About Mother Puffer NYC

About the Founder
Despite being in my early 50s, a couple of years ago I made the bold choice to step away from a 22-year career as a college professor to pursue a dream I had been carrying quietly for years — to design a puffer coat that wasn’t a shapeless or unflattering garment, but a piece of architecture. A coat that carved out a silhouette instead of erasing it.
My academic work lived at the intersection of Italian cultural studies, Feminist Studies, and Critical Race Theory. Those frameworks shaped how I understand visibility — whose stories are amplified, whose bodies are celebrated, whose presence is granted space. I kept thinking how clothing can either erase us or insist that we belong. That idea eventually condensed into a brand idea, and ultimately into my debut design, The Signature Silhouette.
The impulse behind Mother Puffer NYC wasn’t born from fashion alone. I grew up between identities: Korean by birth, raised by an Italian father and an English mother. My life unfolded in the spaces where cultures rub against each other, where categories don’t quite hold. I learned early on that the “in-between” isn’t a void; it’s its own kind of territory, a place where opposites can sit side by side without collapsing into harmony. Hybridity became less a theme and more a pulse — the quiet architecture of how I think.

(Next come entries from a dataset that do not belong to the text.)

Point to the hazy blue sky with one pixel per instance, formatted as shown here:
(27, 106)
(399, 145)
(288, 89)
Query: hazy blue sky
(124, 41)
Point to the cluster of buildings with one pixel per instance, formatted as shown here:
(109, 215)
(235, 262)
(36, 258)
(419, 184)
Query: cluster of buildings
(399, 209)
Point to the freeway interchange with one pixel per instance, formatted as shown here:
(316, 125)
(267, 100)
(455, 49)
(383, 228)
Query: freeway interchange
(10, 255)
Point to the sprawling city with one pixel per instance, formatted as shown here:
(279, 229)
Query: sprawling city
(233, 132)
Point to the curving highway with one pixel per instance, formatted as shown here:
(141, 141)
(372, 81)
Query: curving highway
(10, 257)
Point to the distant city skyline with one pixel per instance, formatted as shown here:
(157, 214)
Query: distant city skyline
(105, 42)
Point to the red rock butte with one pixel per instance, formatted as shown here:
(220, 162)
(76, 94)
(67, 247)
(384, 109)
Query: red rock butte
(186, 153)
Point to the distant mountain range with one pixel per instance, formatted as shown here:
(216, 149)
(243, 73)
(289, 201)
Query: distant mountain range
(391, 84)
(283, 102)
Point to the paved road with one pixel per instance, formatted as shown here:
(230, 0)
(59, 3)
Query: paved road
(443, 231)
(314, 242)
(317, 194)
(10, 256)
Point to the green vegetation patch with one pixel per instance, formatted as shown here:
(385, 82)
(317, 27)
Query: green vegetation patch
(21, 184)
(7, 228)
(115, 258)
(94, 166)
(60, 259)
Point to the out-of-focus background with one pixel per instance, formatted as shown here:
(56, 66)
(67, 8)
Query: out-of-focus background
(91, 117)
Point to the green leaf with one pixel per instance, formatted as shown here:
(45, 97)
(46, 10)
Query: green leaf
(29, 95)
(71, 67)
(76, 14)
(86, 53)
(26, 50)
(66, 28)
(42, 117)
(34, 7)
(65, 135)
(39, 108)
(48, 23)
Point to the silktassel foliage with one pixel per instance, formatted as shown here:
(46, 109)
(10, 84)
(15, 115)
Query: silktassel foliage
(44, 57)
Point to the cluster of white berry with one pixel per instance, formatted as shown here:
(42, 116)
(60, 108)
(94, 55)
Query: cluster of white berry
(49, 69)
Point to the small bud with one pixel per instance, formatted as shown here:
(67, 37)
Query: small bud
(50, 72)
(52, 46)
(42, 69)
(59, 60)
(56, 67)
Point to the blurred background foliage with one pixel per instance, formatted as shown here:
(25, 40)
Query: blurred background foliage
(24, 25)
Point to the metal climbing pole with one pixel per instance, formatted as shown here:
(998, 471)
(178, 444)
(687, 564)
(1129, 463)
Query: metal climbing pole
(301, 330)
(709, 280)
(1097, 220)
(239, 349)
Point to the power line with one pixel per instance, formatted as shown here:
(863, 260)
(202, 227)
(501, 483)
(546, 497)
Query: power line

When I turned to the puffer coat, I recognized that same duality. It has always been treated as a purely functional object, almost anonymous in its purpose. But I saw a chance to disturb that assumption. To coax something sculptural out of something utilitarian, to let insulation and intention coexist without forcing one to dominate the other. Reworking the puffer became a way of exploring the tension I’ve lived with my whole life — not resolving it, but giving it form.
About the Brand
Mother Puffer NYC grew out of the desire to reimagine the most democratic piece of outerwear as something with posture and point of view. In these silhouettes, I’m chasing the architecture of confidence — the angle of a shoulder, the lift of a collar, the line that guides the eye. I want the coat to stand with you, not simply on you.
This is a brand built on contradiction: softness and edge, warmth and structure, utility shaped into something that refuses to disappear into the winter crowd. It carries the imprint of a childhood stretched across continents and cultures, the restlessness of someone who never quite belonged to a single world, of a mind shaped by theory. And it holds the electricity of New York, a city that has no patience for hesitation but rewards those who move with intention.
I chose to have every coat made not just in the US, but in New York. These are not mass-produced garments; each piece is meticulously constructed with paneling, shaping, and artisanal finishing. It’s a coat built to honor the person wearing it — the one who knows that presence is not volume, but clarity.
Mother Puffer isn’t meant to be a label you simply wear. It’s an ally of sorts, a piece that shifts your posture a little and reminds you of your own outline. It turns ordinary moments — subway steps, a late-night walk, a cross-town dash — into something with a flicker of cinematic charge.
The Promise
The promise isn’t a slogan. It’s a point of view: outerwear as a site of reinvention, as a place where function doesn’t cancel beauty, and beauty doesn’t require fragility. These coats are built to endure the cold, yes, but they’re also built to let you inhabit yourself more fully. Mother Puffer NYC is the expression of a life lived in the liminal spaces — and the conviction that what exists between categories can be its own kind of strength, its own kind of style.
Born from the liminal spaces, crafted with intention, and made in New York.